Шульц бросил взгляд на револьвер, потом на открытый еще альбом и криво улыбнулся. Он хотел о чем-то спросить, но не решался.
– Я понимаю вас, майор, и обещаю, если увижу, что вы держите слово и окажете мне какую-либо услугу, я верну вам это фото. Ведь вы об этом хотели меня спросить?
Майор молча кивнул головой.
Вернувшись домой и сбросив мундир, Генрих вдруг вспомнил о своем обещании зайти к оберсту. Он сделал движение, чтобы натянуть мундир, с минуту колебался, потом с силой швырнул его на кресло. Нет, он не в силах сейчас даже пошевельнуть пальцем. Спать, немедленно спать, чтобы отдохнули натянутые до предела нервы.
Но заснуть в этот вечер Генрих долго не мог. Альбом майора Шульца стоял перед его глазами, словно он вновь перелистывал страничку за страничкой.
«Документы великой эпохи», – сказал Шульц про эти фотографии. Да, документы, но документы обвинительные, и, возможно, когда-нибудь все увидят альбом майора Шульца.
Раздумье у окна вагона
Известие о том, что корпус, понесший тяжелые потери, будет переведен во Францию, а на его место прибудет другой, быстро распространилось и, понятно, взволновало всех офицеров. Об этом говорили пока шепотом, как о великой тайне, но все ходили возбужденные, радостно взволнованные. Правда, откуда-то стало известно, что часть офицерского состава оставят на Восточном фронте, и это немного нервировало, рождало чувство неуверенности. Но офицеры успокаивали себя и друг друга тем, что это касается лишь фронтовиков, а не работников штаба.
Всеобщее возбуждение улеглось лишь после получения официального приказа командования о передислокации корпуса.
В этот же день Бертгольд вызвал Генриха, чтобы сообщить ему эту радостную новость.

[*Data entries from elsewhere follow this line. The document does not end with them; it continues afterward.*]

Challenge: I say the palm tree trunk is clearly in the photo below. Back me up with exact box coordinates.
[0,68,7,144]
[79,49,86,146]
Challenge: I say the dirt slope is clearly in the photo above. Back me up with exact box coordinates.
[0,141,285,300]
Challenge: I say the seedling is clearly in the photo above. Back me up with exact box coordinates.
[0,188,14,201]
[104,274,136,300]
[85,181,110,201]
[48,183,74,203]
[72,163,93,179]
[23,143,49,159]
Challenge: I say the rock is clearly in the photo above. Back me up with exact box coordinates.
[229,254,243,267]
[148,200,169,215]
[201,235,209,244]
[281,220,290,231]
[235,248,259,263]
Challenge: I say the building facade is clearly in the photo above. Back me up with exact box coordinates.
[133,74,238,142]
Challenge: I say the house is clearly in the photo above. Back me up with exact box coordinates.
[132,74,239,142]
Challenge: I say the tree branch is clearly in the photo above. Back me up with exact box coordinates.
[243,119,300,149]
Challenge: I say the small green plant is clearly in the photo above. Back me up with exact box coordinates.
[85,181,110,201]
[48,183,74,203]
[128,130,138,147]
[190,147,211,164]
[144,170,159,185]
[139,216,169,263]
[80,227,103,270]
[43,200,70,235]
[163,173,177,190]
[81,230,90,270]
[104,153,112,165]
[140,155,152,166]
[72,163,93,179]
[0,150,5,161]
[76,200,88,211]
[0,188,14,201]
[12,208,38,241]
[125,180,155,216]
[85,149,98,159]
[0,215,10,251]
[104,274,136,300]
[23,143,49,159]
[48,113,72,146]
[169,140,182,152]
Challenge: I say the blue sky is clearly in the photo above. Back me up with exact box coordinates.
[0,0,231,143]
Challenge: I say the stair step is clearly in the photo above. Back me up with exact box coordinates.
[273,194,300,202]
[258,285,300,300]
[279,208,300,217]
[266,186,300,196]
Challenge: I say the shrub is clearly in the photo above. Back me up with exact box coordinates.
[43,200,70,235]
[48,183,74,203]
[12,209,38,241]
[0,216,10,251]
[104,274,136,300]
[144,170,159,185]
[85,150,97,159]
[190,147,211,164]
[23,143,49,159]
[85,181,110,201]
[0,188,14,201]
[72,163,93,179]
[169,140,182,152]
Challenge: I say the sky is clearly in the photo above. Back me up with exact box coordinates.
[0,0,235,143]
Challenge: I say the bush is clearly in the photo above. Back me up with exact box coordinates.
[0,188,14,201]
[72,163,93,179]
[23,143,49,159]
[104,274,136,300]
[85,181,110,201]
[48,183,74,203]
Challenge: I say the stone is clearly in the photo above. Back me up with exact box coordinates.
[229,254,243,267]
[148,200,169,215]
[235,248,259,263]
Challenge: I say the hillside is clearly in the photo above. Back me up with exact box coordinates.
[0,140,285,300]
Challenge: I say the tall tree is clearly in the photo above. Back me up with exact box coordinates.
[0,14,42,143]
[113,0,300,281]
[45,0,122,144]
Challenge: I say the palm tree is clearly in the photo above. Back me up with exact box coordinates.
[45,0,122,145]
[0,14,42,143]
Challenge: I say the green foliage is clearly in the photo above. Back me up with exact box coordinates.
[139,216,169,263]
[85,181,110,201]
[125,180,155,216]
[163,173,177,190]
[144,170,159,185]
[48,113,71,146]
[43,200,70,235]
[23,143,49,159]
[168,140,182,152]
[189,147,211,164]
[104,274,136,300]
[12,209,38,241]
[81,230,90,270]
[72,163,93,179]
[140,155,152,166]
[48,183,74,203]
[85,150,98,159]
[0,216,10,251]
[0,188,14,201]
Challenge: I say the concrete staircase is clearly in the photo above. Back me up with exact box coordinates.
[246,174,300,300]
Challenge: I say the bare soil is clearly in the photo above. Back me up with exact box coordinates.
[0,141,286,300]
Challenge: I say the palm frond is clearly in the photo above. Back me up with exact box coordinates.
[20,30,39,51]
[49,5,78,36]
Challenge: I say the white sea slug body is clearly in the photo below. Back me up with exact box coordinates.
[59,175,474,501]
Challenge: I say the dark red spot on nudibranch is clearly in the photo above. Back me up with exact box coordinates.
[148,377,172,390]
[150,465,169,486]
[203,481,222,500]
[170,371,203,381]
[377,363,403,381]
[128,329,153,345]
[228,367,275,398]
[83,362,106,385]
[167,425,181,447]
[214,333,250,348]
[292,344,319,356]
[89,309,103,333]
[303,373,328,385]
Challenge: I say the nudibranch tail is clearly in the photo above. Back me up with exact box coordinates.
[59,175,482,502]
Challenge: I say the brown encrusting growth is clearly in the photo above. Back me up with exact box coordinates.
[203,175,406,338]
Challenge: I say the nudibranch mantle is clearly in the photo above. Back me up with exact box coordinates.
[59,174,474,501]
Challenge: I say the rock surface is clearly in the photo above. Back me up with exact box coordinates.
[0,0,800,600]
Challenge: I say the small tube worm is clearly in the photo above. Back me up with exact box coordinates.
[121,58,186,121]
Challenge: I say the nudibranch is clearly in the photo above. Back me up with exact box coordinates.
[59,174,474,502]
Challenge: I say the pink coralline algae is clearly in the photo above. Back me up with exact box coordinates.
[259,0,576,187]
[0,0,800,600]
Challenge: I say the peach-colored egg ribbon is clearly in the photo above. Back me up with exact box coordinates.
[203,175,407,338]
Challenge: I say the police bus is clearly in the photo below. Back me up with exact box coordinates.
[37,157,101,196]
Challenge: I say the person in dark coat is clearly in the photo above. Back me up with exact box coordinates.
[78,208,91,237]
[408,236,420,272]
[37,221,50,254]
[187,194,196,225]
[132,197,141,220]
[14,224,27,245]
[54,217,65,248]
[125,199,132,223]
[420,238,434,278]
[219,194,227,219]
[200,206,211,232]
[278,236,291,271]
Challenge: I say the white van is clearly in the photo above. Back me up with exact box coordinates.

– Наконец приказ пришел. Итак, мы едем! Честно говоря, я уже побаивался, что нас оставят здесь…
– Будут какие-либо поручения в связи с отъездом, герр оберст?
– Тебе придется поехать на станцию и проследить за погрузкой имущества нашего отдела. Надеюсь, что двух дней тебе для этого достаточно?
– Надеюсь.
– Но я вижу, что тебя не очень радует весть об отъезде. Может, скажешь мне, почему ты так мрачен последние дни?
– Мне не очень хочется покидать Восточный фронт.
– Ну, знаешь, у тебя очень странные вкусы.
– Я просто думал, что благодаря своему знанию русского языка, русских обычаев и общей обстановки в России я буду более полезен именно здесь.
– Но надо подумать и о себе. Ты достаточно насиделся в этой глуши. А во Франции… О, во Франции! Несколько дней поживешь там, и твое мрачное настроение как рукой снимет. Да, кстати, ты знаешь, что майора Шульца перевели в другую часть?
– Вот как! – Генрих многозначительно улыбнулся. Выходит, он еще и трус!
– Я надеюсь, у тебя не было никакой истории с ним?
– Нет. Вполне дружеская беседа. Он даже сделал мне один небольшой подарок, так сказать сувенир на добрую память.
– Шульц подал рапорт о переводе, и его откомандировали в распоряжение высшего начальства. Вчера Шульц уехал. Что ты об этом скажешь?
– Скажу – черт с ним! Мне сейчас некогда заниматься судьбой майора Шульца. Когда прикажете выезжать?